II. La maîtrise du formalisme et l’ordonnancement des réparations
A. Le standard de proportionnalité procédurale et l’office du juge d’appel
La solution sur l’article 954 retient une interprétation mesurée, respectueuse du droit d’accès au juge. La Cour, sans céder au formalisme, exige une référence claire aux chefs critiqués, ce que satisfaisait le dispositif d’appel. Ce pragmatisme renforce la sécurité juridique des écritures et s’accorde avec l’exigence conventionnelle de proportionnalité. Parallèlement, la Cour affirme la centralité du dispositif des conclusions adverses en refusant d’allouer des sommes non demandées. Elle énonce sans ambages que «La cour ne peut donc pas lui allouer d’office des dommages et intérêts, qui ne sont pas demandés». Le principe ne ultra petita structure l’office du juge d’appel et commande la stricte adéquation entre prétentions et réparations.

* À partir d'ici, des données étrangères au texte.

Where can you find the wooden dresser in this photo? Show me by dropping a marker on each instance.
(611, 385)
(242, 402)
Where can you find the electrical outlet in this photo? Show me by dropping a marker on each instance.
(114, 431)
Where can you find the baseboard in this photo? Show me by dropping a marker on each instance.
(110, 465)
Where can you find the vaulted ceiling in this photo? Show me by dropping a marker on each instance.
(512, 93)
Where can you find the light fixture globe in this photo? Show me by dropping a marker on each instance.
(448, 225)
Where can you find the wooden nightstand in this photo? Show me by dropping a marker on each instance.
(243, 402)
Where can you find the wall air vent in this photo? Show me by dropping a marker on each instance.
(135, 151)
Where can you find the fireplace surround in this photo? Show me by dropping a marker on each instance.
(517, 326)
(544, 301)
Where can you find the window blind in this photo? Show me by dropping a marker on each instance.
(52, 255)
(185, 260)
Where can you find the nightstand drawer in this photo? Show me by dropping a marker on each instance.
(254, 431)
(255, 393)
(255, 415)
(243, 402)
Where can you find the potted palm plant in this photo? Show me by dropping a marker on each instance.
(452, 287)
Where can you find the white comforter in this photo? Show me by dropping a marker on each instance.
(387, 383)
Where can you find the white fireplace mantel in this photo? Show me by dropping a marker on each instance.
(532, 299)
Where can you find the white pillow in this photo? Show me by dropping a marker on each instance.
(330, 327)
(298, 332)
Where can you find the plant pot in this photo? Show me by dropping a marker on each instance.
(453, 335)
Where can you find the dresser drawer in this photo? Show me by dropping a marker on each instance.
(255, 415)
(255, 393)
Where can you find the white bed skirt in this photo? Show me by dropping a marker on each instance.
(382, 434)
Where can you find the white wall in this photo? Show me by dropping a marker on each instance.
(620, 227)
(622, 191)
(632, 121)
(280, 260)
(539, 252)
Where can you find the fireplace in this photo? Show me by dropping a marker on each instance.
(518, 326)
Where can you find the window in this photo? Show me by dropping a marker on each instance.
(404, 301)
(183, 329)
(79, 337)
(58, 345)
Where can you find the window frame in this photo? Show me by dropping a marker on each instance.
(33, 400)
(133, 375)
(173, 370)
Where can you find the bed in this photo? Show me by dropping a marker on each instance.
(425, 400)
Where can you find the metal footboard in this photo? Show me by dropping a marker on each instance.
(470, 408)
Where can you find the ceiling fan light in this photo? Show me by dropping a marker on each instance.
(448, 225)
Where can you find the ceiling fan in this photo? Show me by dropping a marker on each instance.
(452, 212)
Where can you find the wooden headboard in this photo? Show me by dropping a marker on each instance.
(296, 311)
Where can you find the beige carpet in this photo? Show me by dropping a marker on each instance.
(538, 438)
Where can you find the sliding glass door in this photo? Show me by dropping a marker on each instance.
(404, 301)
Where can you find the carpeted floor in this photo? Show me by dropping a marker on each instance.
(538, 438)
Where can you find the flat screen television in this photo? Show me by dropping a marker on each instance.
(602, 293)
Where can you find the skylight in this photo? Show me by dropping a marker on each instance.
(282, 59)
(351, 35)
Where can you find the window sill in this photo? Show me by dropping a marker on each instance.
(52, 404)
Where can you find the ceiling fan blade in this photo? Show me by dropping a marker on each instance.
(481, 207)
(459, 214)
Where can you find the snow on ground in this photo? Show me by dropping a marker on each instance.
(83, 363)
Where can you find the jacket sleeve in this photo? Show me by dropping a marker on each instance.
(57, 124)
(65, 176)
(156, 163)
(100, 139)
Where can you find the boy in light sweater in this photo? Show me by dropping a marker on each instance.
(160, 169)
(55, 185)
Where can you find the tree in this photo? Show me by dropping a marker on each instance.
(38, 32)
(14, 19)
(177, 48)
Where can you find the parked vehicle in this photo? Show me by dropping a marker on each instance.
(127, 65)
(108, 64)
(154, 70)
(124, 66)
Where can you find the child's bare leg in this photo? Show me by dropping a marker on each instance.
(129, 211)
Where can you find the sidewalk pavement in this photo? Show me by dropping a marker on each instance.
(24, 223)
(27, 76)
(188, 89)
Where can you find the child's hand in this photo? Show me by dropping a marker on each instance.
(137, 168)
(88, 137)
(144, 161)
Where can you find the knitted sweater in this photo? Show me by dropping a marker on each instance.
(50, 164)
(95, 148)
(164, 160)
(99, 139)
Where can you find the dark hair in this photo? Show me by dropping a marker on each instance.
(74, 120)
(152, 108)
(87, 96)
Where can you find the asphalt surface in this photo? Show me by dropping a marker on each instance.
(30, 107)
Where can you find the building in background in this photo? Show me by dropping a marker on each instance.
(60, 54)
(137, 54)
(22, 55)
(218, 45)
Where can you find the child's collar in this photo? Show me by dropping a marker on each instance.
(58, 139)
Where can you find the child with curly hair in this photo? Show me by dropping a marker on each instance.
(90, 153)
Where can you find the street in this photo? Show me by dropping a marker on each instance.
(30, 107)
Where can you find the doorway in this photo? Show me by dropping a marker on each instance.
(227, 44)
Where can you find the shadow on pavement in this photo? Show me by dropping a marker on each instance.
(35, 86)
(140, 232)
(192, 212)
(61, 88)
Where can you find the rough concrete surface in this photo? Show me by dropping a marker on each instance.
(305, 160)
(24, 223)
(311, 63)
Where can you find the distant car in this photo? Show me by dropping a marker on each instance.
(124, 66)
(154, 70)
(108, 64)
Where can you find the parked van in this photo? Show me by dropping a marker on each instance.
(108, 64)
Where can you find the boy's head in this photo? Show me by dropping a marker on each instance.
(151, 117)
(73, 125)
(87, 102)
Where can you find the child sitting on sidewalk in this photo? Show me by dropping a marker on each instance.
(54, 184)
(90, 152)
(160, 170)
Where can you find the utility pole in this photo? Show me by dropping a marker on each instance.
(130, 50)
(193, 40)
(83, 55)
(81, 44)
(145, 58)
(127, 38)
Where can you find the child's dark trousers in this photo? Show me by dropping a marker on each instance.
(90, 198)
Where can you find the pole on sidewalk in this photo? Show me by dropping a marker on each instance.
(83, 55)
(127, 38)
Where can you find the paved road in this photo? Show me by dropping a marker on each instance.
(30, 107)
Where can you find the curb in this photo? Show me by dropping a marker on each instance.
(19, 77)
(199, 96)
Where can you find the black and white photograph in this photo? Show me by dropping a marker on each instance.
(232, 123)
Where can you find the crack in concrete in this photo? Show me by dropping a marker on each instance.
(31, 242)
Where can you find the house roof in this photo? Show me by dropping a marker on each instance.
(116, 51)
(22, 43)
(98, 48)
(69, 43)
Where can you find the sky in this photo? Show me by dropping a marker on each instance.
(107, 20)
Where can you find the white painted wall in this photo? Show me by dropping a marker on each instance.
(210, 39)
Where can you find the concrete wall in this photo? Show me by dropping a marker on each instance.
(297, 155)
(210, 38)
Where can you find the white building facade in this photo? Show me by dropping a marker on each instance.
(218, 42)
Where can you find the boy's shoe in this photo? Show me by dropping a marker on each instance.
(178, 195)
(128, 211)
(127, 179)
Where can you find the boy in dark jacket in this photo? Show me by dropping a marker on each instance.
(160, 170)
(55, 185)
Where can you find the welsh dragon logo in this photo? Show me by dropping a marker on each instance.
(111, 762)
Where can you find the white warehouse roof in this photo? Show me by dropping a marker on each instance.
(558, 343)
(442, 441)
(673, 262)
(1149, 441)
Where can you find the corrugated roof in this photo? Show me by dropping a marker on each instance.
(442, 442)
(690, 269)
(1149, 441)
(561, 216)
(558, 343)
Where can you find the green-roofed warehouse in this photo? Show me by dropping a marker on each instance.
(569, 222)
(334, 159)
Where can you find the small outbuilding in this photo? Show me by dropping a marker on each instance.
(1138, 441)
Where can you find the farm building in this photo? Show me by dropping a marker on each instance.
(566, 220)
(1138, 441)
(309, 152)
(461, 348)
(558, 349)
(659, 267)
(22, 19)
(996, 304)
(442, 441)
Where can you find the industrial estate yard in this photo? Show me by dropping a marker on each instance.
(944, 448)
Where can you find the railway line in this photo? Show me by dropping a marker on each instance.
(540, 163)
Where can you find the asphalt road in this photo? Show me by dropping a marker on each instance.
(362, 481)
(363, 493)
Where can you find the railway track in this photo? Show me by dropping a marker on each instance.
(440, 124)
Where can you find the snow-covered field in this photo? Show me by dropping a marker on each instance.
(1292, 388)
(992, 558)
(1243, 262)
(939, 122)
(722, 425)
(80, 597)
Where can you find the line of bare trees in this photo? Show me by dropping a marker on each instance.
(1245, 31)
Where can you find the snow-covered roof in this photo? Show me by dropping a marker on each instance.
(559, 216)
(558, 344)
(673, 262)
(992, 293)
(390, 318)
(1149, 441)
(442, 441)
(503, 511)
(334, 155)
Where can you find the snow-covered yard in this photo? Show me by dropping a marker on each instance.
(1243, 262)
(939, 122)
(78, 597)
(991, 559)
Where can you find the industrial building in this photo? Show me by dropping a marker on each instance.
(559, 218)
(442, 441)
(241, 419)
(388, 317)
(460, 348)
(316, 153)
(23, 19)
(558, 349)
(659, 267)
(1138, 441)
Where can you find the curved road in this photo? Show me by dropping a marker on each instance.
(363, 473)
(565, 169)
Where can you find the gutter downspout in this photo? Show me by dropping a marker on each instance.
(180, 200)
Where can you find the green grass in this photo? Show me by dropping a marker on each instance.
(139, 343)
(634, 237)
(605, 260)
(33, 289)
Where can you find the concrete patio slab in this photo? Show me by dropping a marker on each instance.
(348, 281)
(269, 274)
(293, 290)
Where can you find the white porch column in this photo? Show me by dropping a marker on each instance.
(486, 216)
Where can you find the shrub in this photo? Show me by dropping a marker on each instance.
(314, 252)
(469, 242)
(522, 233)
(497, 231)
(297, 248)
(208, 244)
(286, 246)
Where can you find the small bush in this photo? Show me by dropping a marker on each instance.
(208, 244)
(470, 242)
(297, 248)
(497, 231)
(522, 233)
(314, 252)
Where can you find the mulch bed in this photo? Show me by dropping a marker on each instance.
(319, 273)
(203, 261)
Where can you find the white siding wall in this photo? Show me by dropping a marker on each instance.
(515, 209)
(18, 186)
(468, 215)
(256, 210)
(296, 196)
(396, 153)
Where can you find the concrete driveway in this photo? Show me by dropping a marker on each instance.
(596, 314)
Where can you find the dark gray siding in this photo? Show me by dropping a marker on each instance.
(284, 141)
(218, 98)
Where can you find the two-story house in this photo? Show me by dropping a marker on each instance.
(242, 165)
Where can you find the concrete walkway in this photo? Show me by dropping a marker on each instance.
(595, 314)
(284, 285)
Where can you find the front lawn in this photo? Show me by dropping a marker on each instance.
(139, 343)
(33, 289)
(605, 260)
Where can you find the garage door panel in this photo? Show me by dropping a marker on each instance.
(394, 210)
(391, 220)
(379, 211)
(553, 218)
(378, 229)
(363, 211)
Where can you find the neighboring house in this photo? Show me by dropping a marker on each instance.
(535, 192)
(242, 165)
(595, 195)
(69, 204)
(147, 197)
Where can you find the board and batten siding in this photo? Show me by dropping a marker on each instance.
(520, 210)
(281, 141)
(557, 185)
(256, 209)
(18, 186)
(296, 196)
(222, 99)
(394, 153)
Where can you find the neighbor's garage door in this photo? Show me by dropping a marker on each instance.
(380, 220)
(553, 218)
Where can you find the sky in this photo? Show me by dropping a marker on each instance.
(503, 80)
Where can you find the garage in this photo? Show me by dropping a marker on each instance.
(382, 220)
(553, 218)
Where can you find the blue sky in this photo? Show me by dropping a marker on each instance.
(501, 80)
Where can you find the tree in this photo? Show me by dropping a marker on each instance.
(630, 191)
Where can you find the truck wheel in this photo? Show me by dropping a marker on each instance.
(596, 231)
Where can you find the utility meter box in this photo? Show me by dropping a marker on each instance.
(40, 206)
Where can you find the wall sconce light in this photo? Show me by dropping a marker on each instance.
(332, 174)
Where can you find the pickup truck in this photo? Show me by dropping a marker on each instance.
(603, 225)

B. L’articulation entre requalification et critères d’ordre: portée et contrôle
La Cour ouvre un second front indemnitaire, autonome par rapport à la cause du licenciement. Elle rappelle, à la suite de la jurisprudence, qu’«il appartient à l’employeur, en cas de contestation sur l’application des critères d’ordre, de communiquer au juge les données objectives, précises et vérifiables sur lesquelles il s’est appuyé» (soc. 18 juin 2025, n° 24-17.097). Elle cite encore que «l’inobservation des règles relatives à l’ordre des licenciements n’a pas pour effet de priver le licenciement de cause réelle et sérieuse mais constitue une illégalité qui entraîne pour le salarié un préjudice […] réparé […] sans cumul possible avec une indemnité pour licenciement sans cause réelle et sérieuse» (soc. 6 avril 2016, n° 14-29.820). Appliquant ce canevas, la Cour constate que «l’employeur communique des données objectives et précises […] mais qui ne sont pas vérifiables en ce qui concerne la détermination des personnes licenciées», et alloue 7 000 euros au titre de ce préjudice spécifique. La cohérence d’ensemble s’observe encore dans le rejet des prétentions fondées sur la sécurité, faute d’éléments circonstanciés, et dans l’écartement du grief relatif à la formation au vu d’actions documentées. L’ordonnancement des réparations demeure ainsi lisible, chaque chef répondant à sa cause et à son régime probatoire propre.